Kittens need to stay in with their mother for 12 weeks. That's three months and your kitten is already with you when only 1,5 months old. Being with the mother is not all about the mother cat nursing her babies, it is also an important period of time when they learn to play safely with their littermates and with their mother as well. Little kittens have the sharpest teeth and claws there is, at least that's how it feels to us humans.

I got firsthand observations of this learning process when we got two male kittens at the same time. They were both 12 weeks old but from different homes and different mix of breeds. The other one came from a fluffy thick fur litter while the other one is from a slick short hair litter. They both naturally learned to adjust their play so as to not hurt their own littermates, but the one with thicker fur had learned to play rougher. It did not start well when these two started playing together here at us. A lot of meowing and hissing from the thin coat fellow went into educating his thick furred mate on safe play rules. After all it worked, they still play together but there's almost no hissing or such sounds nowadays.

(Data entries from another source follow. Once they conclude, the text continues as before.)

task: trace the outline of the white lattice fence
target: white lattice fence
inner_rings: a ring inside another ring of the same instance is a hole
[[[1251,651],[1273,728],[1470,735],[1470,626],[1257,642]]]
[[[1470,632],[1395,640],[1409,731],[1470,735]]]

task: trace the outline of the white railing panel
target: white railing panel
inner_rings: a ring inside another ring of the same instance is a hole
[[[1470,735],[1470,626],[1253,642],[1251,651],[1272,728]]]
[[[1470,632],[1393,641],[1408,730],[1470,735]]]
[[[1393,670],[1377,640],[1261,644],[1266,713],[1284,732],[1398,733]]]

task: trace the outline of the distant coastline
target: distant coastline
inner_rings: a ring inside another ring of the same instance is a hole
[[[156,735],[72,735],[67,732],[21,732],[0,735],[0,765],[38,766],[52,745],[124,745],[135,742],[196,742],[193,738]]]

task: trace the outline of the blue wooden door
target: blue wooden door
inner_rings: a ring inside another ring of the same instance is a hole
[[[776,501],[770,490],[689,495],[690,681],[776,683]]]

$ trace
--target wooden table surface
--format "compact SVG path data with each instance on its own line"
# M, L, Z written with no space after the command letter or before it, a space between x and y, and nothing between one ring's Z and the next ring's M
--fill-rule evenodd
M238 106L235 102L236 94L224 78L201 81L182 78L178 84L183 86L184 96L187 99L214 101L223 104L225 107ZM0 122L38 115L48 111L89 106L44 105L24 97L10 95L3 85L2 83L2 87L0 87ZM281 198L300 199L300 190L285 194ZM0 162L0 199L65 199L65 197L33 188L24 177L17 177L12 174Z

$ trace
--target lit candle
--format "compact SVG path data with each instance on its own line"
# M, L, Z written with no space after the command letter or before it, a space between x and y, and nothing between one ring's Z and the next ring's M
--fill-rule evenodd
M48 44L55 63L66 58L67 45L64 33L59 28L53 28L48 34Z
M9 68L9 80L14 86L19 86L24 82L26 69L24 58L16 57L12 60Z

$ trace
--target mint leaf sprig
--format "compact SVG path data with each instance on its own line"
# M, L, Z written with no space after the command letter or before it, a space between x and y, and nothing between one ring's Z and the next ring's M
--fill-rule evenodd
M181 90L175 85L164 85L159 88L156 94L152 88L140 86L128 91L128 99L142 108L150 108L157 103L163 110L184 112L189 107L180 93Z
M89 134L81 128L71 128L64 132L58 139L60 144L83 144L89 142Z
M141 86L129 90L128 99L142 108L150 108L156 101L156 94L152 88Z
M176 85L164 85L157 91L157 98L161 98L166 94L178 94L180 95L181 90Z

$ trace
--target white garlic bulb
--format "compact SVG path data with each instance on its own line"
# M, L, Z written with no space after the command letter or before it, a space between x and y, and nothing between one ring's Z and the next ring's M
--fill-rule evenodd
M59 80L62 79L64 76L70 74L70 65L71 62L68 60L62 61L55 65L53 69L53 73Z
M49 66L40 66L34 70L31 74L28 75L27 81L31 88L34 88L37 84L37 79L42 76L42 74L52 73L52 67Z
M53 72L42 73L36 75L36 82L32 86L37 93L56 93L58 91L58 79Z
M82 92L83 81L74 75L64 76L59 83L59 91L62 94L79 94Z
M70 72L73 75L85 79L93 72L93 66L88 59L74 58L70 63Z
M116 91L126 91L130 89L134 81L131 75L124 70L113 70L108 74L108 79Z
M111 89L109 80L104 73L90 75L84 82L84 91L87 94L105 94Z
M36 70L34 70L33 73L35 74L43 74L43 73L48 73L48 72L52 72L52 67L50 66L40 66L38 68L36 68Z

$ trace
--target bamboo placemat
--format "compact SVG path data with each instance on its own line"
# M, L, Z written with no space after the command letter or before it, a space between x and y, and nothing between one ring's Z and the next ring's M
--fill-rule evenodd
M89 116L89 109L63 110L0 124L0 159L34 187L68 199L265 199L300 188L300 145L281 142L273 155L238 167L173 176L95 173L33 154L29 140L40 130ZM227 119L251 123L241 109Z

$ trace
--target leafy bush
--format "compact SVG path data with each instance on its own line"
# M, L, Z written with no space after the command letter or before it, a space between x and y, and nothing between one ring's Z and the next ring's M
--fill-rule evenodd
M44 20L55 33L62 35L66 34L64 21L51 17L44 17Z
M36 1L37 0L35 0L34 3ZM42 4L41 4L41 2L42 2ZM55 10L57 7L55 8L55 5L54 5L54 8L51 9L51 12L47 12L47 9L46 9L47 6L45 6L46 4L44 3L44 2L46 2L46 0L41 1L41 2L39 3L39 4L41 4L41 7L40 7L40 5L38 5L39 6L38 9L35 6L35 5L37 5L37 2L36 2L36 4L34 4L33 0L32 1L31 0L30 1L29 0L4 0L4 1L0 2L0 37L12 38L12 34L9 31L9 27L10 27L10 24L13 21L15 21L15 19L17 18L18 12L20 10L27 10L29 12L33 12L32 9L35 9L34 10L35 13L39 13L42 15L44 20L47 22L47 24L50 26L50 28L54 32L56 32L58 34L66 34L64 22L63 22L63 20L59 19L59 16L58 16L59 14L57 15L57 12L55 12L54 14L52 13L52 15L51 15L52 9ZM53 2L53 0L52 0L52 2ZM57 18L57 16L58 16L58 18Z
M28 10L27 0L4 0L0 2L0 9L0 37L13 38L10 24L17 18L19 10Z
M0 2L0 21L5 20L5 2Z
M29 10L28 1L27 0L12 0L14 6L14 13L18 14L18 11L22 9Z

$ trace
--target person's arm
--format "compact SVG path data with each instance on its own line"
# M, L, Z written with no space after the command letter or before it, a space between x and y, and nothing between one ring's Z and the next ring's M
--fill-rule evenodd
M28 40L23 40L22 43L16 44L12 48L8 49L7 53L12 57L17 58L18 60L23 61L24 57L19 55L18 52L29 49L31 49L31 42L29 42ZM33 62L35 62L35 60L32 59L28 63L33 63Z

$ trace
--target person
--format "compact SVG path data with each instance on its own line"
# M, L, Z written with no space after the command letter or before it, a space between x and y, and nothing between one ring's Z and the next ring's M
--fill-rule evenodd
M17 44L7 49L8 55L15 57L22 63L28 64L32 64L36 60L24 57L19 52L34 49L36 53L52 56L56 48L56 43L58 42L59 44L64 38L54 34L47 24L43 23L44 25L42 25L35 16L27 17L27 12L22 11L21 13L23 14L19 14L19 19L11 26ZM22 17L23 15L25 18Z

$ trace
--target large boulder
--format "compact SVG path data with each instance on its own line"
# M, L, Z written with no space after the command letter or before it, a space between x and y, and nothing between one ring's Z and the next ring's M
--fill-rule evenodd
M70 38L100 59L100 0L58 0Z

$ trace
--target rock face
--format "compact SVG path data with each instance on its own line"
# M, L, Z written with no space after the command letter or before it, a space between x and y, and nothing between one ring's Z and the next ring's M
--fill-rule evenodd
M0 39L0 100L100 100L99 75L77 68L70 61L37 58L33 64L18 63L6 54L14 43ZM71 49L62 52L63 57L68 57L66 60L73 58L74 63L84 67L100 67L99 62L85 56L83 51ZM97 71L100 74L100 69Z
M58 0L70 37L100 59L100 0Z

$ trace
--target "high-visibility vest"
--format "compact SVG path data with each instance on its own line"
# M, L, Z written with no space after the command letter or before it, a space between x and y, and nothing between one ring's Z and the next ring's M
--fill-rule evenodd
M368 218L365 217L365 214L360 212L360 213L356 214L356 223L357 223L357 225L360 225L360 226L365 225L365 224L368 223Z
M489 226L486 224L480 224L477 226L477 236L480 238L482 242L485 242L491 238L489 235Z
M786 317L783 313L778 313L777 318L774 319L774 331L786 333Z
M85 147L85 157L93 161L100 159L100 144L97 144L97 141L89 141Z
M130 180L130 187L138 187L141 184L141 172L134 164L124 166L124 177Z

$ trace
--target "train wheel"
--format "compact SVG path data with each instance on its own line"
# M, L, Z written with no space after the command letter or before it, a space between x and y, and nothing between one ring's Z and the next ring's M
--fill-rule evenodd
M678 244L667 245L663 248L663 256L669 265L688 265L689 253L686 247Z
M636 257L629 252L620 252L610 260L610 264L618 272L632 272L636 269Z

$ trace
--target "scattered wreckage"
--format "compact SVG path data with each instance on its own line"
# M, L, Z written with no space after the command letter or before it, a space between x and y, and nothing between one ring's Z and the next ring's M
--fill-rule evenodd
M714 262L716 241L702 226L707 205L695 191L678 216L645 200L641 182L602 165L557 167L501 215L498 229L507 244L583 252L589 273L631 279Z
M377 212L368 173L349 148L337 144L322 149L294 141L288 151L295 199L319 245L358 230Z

When does a kitten learn to play safe? At its first months of life, and that with the best playing pals; its own littermates. When a kitten in question has been taken away from his littermates at so very young age it means the play training is a job for his owner(s). How to do this is something for another Q&A.

Play training by the kitten's owners is possible, I'm sure of that, it only takes time and effort. My best advice, given your kitten's young age, is to quickly get another kitten to play with this one. Just be sure to find one who is well past 12 weeks old already, one who has spent all that time with other kittens and thus knows the rules. In your place this is without a doubt what I would do.



It is like asking "When will human-children stop watching cartoons?" (I'm a 22 year old male and I still watch cartoons.)

It will happen when they think they are too good for scratching/biting (you) and/or lose interest in that. (Same way humans lose interest in cartoons.)

I hope he will stop biting before he is this big (not all of them get this big):

Huge Maine Coon

Things I suggest you shouldn't do:

  1. Screaming.
  2. Spraying water.

Thing you should know:

  1. "Love bites" can hurt.
  • 1
    @BhathiyaPerera I hope he will sooner, indeed. Is there maybe some anecdotal evidence on how early biting stopped in cases you've heard of?
    – coverback
    Commented Jan 2, 2014 at 8:49

I have always had at least one cat. I have never had a problem with them biting.The first time they bite me ,I bite them gently on the yip of their ear.if the first time does not work, I bite them on the tip of their ear again gently but making sure they feel it . It works every time.


This behavior isn't grown out of as much as trained out of. First, you need to play with your cat a lot more, with things where your hands are far away, so it can't bite or scratch, like feather lures or laser pointers. If your cat is played out, it'll be much less likely to bite or scratch.

Watch for body posture or behavior that indicates your cat has excess energy before trying to pet it. If your cat's acting restless, like it's twitching and keeps shifting positions, seems particularly alert, very reactive to movement, or its body seems tense, with its ears slightly back, all of these can be indicators of excess energy. So play with it if you notice these sorts of signs. It's probably a good idea to always try to play it out before you try to pet it as well.

The other step is to immediately stop any sort of interaction if the cat does bite or scratch. After about five minutes, try playing with the lure or laser pointer again, and make sure it's tired out. Not getting to play anymore for a while when it does bite or scratch, plus giving it a different outlet, should be a good enough to hopefully redirect your cat to playing more appropriately.